Der Gegner: Trotz der Niederlagenserie sind die Eisbären Regensburg noch mittendrin im Kampf um die direkte Play-off-Qualifikation. Das liegt vor allem daran, dass sie lange mit den Starbulls um die beste Defensive der Liga konkurrierten. „Sie verteidigen leidenschaftlich und haben einen Top-Torwart. Das ist eine Mannschaft, die auch als Mannschaft spielt“, erklärt Pasanen. Eisbären-Goalie Jonas Neffin hebt er sogar auf ein Podest: „Das ist sicher einer der besten Torhüter der Liga.“ Und wie spielt man gegen so eine starke Defensive? „Das haben wir ja oft genug selbst erlebt“, sagt Pasanen und verweist auf die sehr gute Verteidigung seiner Mannschaft samt Goalie. Wichtig sei es, vor dem Tor gut zu arbeiten, dem Torhüter die Sicht zu nehmen und die Scheiben aufs Gehäuse zu bringen.

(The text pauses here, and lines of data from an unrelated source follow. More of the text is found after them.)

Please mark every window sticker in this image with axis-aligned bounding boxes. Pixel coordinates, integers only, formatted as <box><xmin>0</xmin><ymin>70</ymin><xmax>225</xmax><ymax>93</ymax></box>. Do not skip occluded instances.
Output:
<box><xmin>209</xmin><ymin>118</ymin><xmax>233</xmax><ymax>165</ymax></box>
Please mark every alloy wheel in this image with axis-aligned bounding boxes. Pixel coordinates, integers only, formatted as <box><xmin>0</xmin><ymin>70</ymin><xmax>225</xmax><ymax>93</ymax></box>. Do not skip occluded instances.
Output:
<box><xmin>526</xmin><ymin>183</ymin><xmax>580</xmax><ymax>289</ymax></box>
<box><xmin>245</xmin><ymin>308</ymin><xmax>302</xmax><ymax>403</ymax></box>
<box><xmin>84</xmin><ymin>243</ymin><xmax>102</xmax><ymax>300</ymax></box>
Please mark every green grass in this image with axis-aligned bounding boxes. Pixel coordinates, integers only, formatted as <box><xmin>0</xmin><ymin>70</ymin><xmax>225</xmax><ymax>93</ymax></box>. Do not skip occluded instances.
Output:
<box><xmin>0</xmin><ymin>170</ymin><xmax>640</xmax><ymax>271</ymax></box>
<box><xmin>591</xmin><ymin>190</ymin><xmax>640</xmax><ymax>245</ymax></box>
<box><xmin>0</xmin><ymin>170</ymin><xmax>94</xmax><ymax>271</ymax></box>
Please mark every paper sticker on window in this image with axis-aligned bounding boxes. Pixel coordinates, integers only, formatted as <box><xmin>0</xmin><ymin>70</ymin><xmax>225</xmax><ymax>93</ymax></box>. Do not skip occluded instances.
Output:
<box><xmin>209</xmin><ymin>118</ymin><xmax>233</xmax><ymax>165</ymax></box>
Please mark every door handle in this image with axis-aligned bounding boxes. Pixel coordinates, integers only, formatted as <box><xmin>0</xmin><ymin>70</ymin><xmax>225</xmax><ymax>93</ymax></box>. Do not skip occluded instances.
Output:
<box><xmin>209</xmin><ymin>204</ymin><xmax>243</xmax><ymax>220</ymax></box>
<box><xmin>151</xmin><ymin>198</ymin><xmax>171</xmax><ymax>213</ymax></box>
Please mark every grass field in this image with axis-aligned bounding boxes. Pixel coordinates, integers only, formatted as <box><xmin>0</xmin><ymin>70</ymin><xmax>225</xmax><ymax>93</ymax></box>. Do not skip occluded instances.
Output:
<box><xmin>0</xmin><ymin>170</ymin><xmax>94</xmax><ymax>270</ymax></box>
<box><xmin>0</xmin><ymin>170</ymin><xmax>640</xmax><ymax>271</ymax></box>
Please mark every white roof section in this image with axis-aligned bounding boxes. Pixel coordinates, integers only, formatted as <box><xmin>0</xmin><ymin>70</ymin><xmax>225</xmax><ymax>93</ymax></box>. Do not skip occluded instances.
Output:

Die Statistik: Von den Torhütern mit mehr als der Hälfte der Spiele ist Neffin die Nummer eins in der Liga. Der 25-jährige Schlussmann weist eine Fangquote von 92,38 Prozent auf. Ansonsten ähneln sich die Statistiken: Regensburg hat die Special Teams etwas besser und zieht knapp weniger Strafminuten, Rosenheim schießt öfter und hat am Bullypunkt Vorteile.

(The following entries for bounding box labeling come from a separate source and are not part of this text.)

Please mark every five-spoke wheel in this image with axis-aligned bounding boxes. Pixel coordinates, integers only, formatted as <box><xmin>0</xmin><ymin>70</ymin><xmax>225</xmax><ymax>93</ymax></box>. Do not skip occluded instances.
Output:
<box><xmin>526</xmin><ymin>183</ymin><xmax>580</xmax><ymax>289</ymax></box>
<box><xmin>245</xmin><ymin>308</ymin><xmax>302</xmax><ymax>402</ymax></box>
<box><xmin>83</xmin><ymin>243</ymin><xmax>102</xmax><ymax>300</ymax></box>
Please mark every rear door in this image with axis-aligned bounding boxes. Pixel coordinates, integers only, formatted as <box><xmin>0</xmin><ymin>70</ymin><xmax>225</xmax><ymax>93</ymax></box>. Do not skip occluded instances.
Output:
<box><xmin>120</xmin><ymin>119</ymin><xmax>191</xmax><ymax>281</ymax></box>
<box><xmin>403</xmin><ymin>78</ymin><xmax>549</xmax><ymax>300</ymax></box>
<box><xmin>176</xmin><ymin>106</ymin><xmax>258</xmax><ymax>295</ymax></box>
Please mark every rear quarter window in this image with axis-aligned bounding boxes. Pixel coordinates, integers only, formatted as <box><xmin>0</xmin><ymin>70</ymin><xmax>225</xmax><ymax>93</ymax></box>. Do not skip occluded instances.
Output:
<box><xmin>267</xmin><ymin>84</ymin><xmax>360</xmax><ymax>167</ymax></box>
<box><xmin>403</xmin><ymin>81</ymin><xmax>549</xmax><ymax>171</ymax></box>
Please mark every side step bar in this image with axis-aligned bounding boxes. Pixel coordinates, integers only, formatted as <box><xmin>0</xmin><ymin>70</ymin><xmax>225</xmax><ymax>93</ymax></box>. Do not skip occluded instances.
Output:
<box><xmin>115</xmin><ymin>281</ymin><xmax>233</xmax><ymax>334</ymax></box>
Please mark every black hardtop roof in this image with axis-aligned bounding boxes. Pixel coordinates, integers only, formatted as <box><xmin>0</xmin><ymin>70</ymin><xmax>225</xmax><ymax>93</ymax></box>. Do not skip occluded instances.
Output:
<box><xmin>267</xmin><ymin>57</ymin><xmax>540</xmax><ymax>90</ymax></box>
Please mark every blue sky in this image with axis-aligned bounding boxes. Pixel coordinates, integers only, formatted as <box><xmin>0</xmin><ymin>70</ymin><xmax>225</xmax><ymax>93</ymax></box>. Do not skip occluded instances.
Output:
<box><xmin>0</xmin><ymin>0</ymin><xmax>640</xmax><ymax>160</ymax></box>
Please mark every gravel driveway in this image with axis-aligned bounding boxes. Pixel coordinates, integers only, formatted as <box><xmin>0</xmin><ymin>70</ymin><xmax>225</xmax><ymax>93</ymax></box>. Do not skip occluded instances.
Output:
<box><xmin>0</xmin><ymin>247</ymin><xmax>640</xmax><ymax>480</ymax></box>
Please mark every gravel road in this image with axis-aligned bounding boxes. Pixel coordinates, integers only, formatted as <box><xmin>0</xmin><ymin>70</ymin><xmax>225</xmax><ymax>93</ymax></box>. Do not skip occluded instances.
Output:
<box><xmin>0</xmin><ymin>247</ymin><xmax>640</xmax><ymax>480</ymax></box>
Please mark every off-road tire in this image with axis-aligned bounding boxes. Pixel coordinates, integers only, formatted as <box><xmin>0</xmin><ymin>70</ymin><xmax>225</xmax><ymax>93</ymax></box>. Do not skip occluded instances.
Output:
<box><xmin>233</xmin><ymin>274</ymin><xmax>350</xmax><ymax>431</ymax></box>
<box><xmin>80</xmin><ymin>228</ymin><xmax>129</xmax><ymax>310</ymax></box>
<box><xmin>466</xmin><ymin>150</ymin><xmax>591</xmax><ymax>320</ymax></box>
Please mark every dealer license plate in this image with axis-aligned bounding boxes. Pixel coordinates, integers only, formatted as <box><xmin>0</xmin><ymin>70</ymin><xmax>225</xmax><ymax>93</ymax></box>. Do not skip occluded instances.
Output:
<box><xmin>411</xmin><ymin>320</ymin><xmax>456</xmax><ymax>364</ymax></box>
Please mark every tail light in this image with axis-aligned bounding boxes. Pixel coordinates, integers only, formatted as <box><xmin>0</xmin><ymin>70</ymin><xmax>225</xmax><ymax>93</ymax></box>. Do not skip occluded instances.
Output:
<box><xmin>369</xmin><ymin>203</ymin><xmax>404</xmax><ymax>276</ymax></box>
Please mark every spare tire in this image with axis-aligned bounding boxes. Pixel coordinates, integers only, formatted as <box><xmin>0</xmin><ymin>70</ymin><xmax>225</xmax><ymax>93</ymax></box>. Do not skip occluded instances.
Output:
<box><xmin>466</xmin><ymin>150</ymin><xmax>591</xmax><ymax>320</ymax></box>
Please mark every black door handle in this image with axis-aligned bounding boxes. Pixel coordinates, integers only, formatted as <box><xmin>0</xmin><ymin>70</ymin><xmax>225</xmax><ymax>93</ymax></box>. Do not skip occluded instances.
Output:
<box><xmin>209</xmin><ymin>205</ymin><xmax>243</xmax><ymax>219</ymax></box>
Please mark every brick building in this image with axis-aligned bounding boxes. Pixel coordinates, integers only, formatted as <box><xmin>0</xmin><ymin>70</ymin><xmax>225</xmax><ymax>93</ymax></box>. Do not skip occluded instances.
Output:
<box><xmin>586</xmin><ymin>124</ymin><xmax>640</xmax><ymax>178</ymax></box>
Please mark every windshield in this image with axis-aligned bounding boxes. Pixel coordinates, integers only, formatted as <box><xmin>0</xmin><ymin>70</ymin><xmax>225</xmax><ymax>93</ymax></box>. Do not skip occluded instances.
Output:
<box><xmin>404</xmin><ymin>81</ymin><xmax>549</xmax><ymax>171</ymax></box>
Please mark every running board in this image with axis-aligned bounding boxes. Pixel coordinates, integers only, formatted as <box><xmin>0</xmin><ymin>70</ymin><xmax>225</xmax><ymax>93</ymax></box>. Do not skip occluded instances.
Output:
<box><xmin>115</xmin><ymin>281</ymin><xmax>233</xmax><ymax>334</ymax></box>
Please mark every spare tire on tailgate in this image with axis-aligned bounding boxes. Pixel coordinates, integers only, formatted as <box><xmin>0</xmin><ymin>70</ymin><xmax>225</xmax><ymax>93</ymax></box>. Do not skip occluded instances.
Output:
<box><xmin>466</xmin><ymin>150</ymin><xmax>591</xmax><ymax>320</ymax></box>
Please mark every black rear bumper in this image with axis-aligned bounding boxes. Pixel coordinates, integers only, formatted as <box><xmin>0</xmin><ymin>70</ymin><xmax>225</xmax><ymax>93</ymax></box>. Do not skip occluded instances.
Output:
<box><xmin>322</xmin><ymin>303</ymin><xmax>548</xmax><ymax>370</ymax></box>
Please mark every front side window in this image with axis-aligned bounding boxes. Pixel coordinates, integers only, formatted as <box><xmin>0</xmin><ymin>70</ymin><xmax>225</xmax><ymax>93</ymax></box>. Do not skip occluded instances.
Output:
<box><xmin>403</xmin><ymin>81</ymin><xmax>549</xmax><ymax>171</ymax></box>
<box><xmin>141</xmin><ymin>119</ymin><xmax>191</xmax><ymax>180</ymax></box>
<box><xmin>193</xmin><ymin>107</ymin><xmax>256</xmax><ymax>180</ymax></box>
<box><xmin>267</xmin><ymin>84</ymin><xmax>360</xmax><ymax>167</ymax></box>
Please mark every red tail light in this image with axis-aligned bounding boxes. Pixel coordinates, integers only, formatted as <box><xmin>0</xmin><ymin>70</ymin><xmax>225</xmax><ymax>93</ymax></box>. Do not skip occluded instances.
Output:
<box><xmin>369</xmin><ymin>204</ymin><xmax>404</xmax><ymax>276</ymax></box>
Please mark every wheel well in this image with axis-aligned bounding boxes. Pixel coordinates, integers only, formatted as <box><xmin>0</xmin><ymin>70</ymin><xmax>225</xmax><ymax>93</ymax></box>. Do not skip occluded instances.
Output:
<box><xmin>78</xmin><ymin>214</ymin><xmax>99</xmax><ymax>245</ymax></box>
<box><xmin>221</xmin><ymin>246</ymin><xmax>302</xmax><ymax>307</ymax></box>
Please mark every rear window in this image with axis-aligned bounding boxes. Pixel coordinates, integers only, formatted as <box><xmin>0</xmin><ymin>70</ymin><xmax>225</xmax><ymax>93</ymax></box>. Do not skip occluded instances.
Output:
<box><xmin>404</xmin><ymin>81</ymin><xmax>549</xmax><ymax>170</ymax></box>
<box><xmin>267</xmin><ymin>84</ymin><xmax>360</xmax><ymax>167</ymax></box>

Die Personalien: Coach Pasanen plant zum Jahresfinale mit vier Sturmreihen und deshalb auch mit vier ausländischen Feldspielern. Charlie Sarault rückt also wieder ins Team und soll den Angriff mit Fabian Dietz und Teemu Pulkkinen anführen. Dadurch verändern sich auch andere Formationen: Lewis Zerter-Gossage spielt den Center für Scott Feser und Jordan Taupert, während Luigi Calce in der vierten Reihe als Mittelstürmer für Dominik Kolb und Michael Musin fungiert. Weil Sarault ins Team rotiert, gibt es für Torhüter Oskar Autio eine Pause – Christopher Kolarz, zuletzt mehrmals als Sieger vom Eis gegangen, darf wieder vor heimischer Kulisse ran. Und weil Förderlizenzspieler Leon van der Linde nach seiner Erkrankung wieder einsatzbereit ist, können die Rosenheimer auch mit vier Verteidigern antreten. Lukas Laub, Johannes Achatz und Lars Bosecker fehlen weiterhin verletzt, zu ihnen gesellt sich auch noch Jannick Stein, dessen Schnittwunden im Gesicht im Bietigheimer Krankenhaus genäht wurden.